Sin embargo para el mismo período los casos zarateños pasaron de 318 contagios a 165 en el segundo registro y de allí a 79 casos en el último informe del 8 de mayo. En el período en el que en Argentina los casos subían un 110%, en Zárate se reducían más de un 75%.
¿Es esto una buena noticia? No. Se trata de la manipulación de las estadísticas a las que son tan afectos en el gobierno Cáffaro.
Esto no es más que la comprobación de la mentira oficial en que discurre la gestión de Osvaldo Cáffaro. De hecho en ese plazo bajaron la brecha entre la información oficial y la que el Municipio comunicó a los vecinos de 500 casos positivos a 362, y aun así, informando más casos que los reales, los positivos en Zárate ‘bajan’.
En este plazo temporal la tasa de positividad se redujo un tercio, aunque la caída de los casos sospechosos fue de ‘apenas’ el 23,3%.
Según reporta Infobae, ‘en el mismo período, en tanto, el ritmo de vacunación también creció para todas las dosis disponibles en el país: desde el 17 de abril hasta el 8 de mayo se aplicaron 59.683 primeras dosis, 185.707 segundas dosis y 1.615.390 terceras dosis, o dosis de refuerzo. Esto significa que, en cada uno de los casos, la aplicación de vacunas aumentó 0,15%, 0,50%, y para la 3ra dosis 8,14%, respectivamente.’
En Zárate, como era de prever, no fue así.

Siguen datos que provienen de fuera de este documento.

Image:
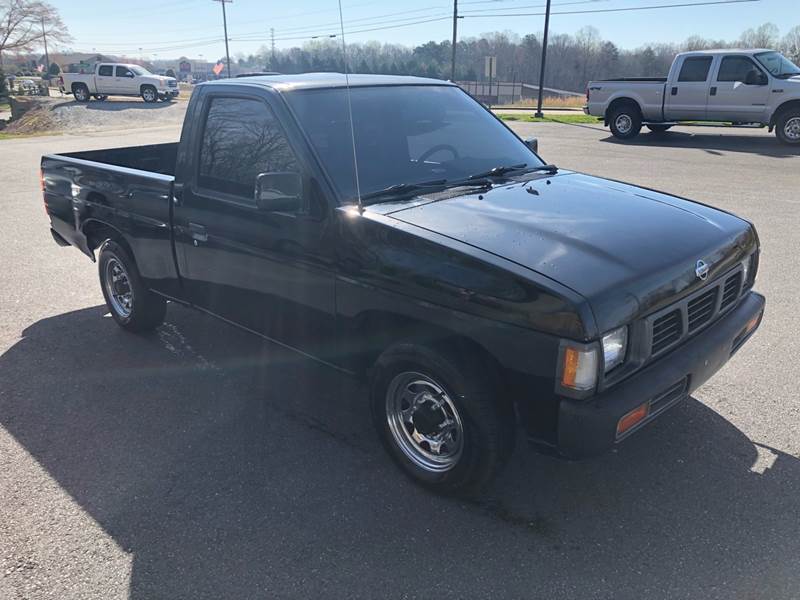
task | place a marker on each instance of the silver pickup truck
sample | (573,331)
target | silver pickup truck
(729,86)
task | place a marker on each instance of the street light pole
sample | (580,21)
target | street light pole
(225,26)
(539,113)
(455,37)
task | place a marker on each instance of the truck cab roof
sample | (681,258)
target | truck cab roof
(328,80)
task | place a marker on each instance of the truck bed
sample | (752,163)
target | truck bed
(155,158)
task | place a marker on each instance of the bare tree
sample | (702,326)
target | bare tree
(24,23)
(764,36)
(791,44)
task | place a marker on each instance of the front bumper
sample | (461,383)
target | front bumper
(589,427)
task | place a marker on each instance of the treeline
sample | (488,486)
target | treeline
(572,59)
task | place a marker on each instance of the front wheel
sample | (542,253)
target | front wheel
(81,93)
(132,305)
(625,122)
(149,94)
(441,417)
(787,127)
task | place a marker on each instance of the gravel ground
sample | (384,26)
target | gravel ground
(198,462)
(64,115)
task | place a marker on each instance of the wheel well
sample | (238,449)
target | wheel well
(379,330)
(618,102)
(788,105)
(97,232)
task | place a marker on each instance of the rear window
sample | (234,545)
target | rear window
(695,69)
(735,68)
(241,139)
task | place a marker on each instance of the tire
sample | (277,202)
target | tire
(132,305)
(625,121)
(787,127)
(149,93)
(450,390)
(81,93)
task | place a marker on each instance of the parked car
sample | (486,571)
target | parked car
(732,86)
(118,79)
(474,285)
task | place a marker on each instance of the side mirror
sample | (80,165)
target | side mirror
(755,77)
(279,192)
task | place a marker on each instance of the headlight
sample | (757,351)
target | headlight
(614,346)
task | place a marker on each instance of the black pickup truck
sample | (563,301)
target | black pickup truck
(475,286)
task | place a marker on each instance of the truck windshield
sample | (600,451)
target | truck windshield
(777,64)
(404,135)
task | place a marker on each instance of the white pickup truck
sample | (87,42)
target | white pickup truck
(119,79)
(730,86)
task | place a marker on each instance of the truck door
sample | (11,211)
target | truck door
(125,81)
(687,97)
(268,270)
(740,91)
(104,79)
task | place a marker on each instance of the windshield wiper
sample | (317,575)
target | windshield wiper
(400,189)
(511,168)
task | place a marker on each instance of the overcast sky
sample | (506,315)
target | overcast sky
(170,28)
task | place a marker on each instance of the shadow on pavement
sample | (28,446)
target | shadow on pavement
(231,468)
(713,142)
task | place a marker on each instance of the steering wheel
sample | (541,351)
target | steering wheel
(431,151)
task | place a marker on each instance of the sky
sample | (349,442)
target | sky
(162,29)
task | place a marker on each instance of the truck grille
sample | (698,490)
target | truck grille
(686,317)
(666,330)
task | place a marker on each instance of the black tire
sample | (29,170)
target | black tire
(487,420)
(787,127)
(81,92)
(146,310)
(149,93)
(625,121)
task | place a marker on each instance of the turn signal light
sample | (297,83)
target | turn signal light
(633,418)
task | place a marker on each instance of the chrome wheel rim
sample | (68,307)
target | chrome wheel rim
(118,288)
(792,129)
(624,123)
(424,422)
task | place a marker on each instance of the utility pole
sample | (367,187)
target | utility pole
(272,43)
(539,113)
(455,38)
(225,26)
(46,55)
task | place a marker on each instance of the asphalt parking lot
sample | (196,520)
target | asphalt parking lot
(199,462)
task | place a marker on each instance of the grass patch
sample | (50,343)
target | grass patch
(569,119)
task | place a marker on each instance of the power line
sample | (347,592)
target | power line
(609,10)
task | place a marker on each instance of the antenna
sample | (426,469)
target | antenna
(350,111)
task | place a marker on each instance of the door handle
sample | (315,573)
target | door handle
(198,233)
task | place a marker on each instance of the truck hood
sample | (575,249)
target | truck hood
(627,250)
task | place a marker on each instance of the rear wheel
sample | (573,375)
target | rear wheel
(81,92)
(441,417)
(625,121)
(132,305)
(149,93)
(787,127)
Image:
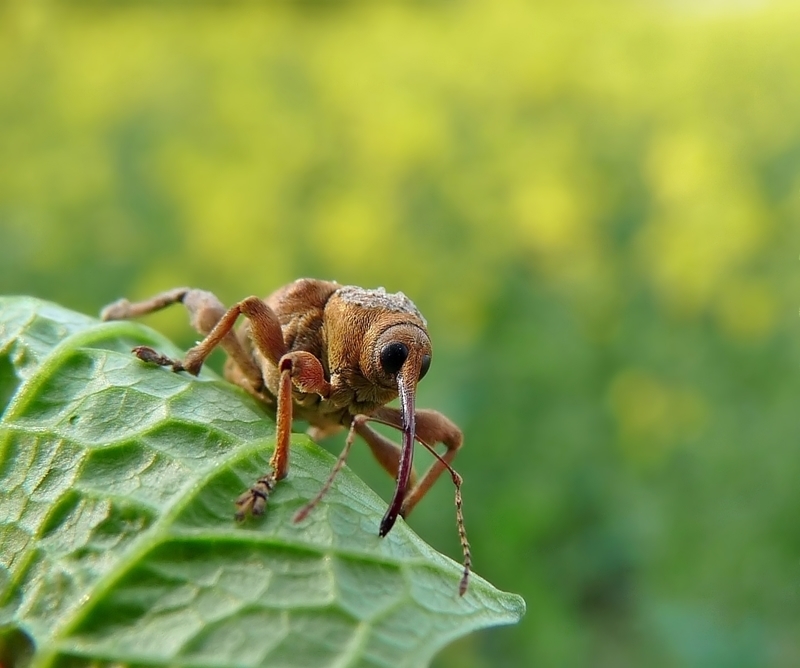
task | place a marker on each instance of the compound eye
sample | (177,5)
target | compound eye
(393,356)
(426,364)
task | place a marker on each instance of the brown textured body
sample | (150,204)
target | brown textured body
(334,356)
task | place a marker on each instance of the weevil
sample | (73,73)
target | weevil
(333,355)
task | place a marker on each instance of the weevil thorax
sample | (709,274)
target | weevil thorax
(377,334)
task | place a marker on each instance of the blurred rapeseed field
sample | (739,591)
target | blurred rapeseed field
(595,205)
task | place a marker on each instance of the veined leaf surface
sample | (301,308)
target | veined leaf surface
(117,538)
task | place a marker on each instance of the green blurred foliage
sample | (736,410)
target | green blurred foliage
(594,204)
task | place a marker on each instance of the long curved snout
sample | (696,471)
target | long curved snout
(407,389)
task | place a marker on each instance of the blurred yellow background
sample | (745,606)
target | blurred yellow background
(594,204)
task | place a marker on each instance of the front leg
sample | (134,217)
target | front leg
(303,371)
(432,428)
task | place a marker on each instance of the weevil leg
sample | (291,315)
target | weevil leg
(383,449)
(432,428)
(205,311)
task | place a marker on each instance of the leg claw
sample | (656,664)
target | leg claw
(254,500)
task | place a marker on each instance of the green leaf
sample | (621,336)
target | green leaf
(117,538)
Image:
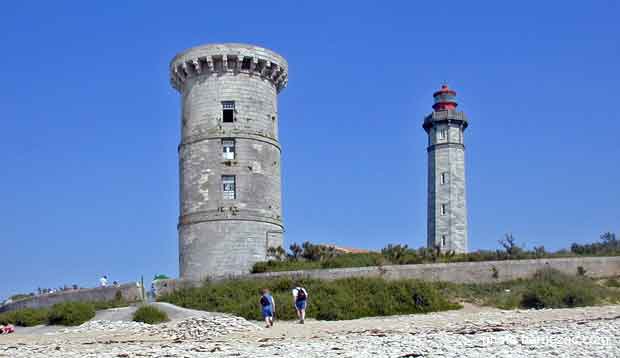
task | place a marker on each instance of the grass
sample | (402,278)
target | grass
(150,315)
(547,289)
(612,282)
(71,313)
(67,313)
(26,317)
(328,300)
(364,297)
(311,256)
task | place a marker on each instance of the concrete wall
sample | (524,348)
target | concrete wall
(217,234)
(130,292)
(460,272)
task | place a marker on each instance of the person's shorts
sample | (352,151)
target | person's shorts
(300,305)
(267,312)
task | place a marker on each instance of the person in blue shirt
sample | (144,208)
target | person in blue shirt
(268,307)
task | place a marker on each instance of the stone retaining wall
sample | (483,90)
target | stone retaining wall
(458,272)
(130,292)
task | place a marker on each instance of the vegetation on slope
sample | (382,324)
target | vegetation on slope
(71,313)
(150,315)
(67,313)
(328,300)
(364,297)
(310,256)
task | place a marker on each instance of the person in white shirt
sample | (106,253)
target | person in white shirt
(104,281)
(300,295)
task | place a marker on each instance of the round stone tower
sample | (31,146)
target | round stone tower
(229,157)
(447,204)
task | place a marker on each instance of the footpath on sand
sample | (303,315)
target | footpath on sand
(470,332)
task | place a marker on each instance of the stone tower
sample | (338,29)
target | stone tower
(447,205)
(229,157)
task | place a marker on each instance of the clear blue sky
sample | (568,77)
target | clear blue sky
(90,124)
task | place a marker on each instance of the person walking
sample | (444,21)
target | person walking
(268,307)
(300,295)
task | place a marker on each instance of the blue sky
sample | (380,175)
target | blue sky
(90,124)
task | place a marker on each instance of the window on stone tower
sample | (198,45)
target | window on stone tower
(228,149)
(228,111)
(443,133)
(228,187)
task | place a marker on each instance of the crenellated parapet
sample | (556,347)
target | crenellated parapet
(228,58)
(445,116)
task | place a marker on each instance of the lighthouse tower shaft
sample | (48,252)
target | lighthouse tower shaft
(229,157)
(447,203)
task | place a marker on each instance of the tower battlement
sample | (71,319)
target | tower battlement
(228,58)
(445,117)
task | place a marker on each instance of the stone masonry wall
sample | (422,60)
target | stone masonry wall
(460,272)
(446,182)
(130,292)
(217,234)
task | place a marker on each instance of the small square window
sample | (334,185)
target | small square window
(228,149)
(443,178)
(228,111)
(229,187)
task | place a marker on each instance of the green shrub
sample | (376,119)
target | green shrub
(546,289)
(328,300)
(26,317)
(104,305)
(150,315)
(553,289)
(71,313)
(612,282)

Aquí las primeras dosis aumentaron un 6,1%, las segundas un 26,3% y las terceras dosis tuvieron una brusca caída del 18,3%. La lógica de la pandemia indica que a mayor vacunación menor cantidad de casos y menor tasa de internación. Zárate contraría la lógica. En Zárate cae la cantidad de vacunados con refuerzo y cae la cantidad de contagios, una rara avis de la epidemiología. ¿Por qué será?

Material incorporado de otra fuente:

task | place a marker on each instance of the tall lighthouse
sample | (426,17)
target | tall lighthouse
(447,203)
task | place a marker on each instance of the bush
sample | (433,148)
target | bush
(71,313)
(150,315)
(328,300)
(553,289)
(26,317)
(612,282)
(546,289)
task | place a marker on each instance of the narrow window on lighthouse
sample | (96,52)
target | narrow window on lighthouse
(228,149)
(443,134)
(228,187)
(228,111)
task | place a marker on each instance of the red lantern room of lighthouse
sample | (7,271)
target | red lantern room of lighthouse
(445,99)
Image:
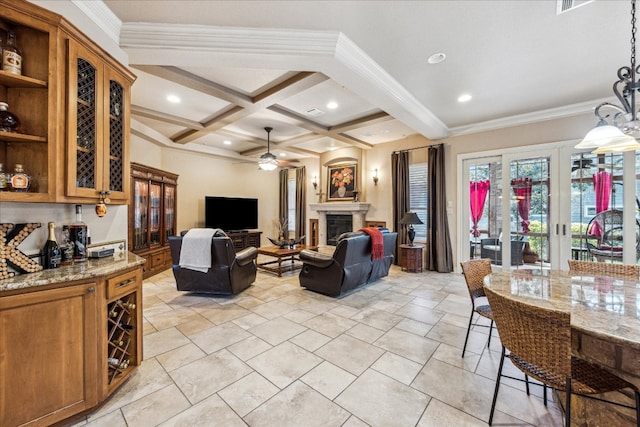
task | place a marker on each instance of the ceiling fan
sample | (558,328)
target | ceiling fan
(268,161)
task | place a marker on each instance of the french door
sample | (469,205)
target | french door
(513,225)
(536,209)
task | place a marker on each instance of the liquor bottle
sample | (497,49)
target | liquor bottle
(20,180)
(52,255)
(78,235)
(67,246)
(4,180)
(9,122)
(11,55)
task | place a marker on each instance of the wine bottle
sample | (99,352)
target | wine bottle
(67,246)
(78,235)
(52,255)
(4,180)
(126,326)
(11,55)
(20,180)
(126,304)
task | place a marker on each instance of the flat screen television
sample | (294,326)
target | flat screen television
(231,213)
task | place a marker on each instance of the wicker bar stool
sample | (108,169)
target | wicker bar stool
(539,344)
(624,271)
(474,272)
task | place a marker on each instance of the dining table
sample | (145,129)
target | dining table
(605,326)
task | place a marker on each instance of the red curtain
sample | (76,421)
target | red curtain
(477,195)
(602,183)
(522,189)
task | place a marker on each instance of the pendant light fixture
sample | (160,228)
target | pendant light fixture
(268,161)
(620,134)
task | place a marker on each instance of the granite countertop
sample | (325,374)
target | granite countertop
(77,271)
(602,306)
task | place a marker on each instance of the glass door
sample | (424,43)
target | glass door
(529,211)
(599,195)
(155,200)
(510,209)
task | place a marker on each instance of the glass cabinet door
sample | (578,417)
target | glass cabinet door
(85,91)
(116,123)
(141,213)
(169,211)
(155,202)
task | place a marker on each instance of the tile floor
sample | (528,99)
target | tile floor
(279,355)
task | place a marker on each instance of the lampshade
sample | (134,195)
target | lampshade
(410,218)
(605,136)
(268,161)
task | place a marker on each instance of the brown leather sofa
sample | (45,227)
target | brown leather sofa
(230,272)
(349,267)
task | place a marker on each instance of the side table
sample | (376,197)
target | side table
(411,257)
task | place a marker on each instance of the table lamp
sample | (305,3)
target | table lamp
(409,219)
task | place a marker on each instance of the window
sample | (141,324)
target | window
(291,202)
(418,198)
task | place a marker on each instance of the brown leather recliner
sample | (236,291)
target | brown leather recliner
(349,267)
(230,272)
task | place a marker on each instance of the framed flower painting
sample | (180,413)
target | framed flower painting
(342,181)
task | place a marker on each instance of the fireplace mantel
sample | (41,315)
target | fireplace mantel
(357,210)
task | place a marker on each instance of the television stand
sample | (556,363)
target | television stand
(244,239)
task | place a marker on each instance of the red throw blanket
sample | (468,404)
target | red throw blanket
(377,244)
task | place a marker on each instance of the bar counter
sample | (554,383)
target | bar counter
(69,273)
(605,321)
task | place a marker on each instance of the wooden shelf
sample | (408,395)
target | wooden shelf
(15,80)
(20,137)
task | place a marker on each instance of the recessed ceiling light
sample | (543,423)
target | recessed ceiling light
(436,58)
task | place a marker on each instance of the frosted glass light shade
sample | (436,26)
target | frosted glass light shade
(268,162)
(604,136)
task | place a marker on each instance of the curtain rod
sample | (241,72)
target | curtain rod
(417,148)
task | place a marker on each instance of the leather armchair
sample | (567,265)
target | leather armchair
(349,267)
(230,272)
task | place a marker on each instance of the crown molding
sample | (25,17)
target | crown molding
(527,118)
(102,16)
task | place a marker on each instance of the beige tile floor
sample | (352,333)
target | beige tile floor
(279,355)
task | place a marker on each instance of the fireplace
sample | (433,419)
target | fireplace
(336,225)
(355,210)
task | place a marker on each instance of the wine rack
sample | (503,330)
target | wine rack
(121,334)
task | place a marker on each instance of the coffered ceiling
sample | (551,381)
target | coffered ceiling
(238,66)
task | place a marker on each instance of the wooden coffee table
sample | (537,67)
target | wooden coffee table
(288,255)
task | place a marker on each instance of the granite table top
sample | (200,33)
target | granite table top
(603,306)
(78,271)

Lamentablemente Zárate no cuenta con responsables en el Departamento Ejecutivo Municipal que puedan explicar qué es lo que sucede, ni con ediles con coraje que exijan dichas explicaciones en nombre de sus representados. Es decir los concejales son cómplices de la situación por acción u omisión.
Mientras tanto, Zárate sigue yendo a contramano.

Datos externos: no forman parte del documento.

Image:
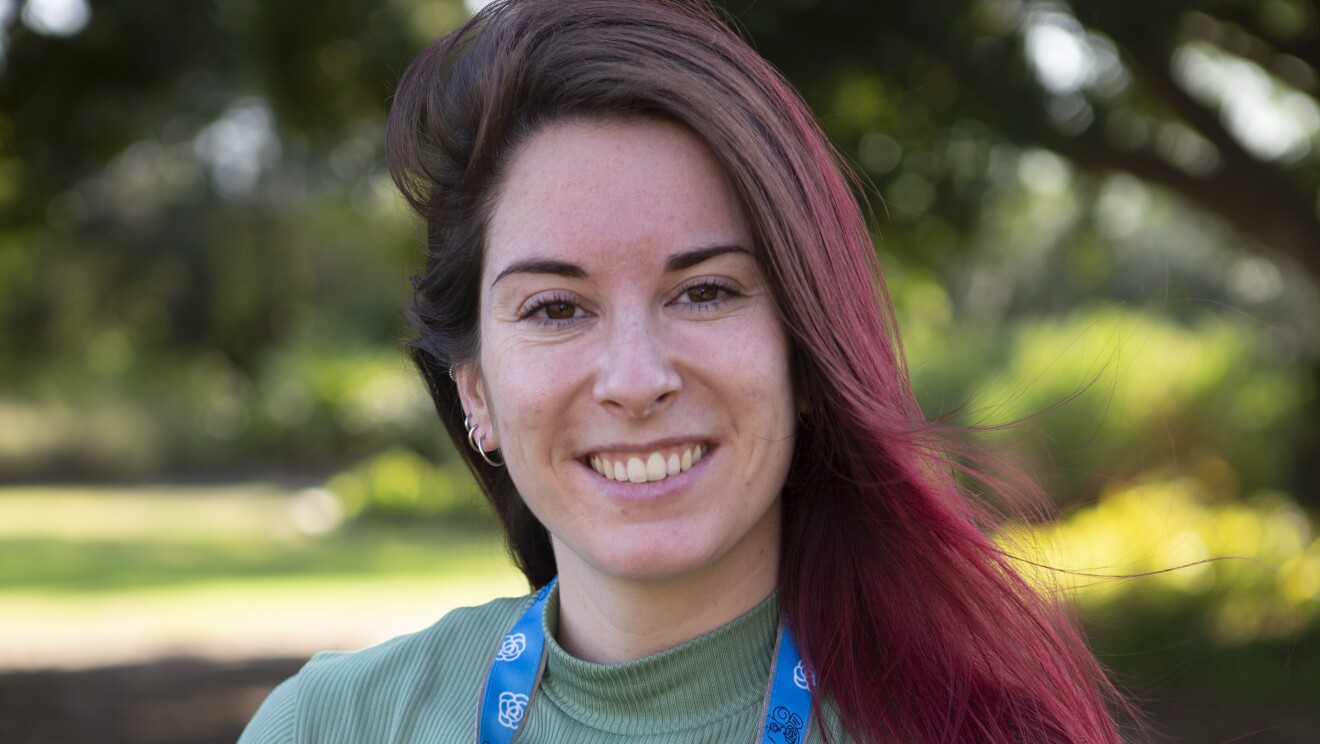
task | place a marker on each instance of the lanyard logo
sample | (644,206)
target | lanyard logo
(520,660)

¿Hasta cuándo? ¿Será como siempre hasta ahora que cuando los casos crecían abruptamente en el país en Zárate lo hacían de manera moderada y que cuando se reducían, la caída local era más suave? ¿Por qué no se pueden hacer las cosas bien?
¿Cuál es la realidad de la situación sanitaria de Zárate?
Ir en contramano es peligroso, no solamente por estar consumando una infracción sino, fundamentalmente, porque los riesgos de ‘pegársela’ son enormes… y parece que esa adrenalina le encanta al gobierno municipal.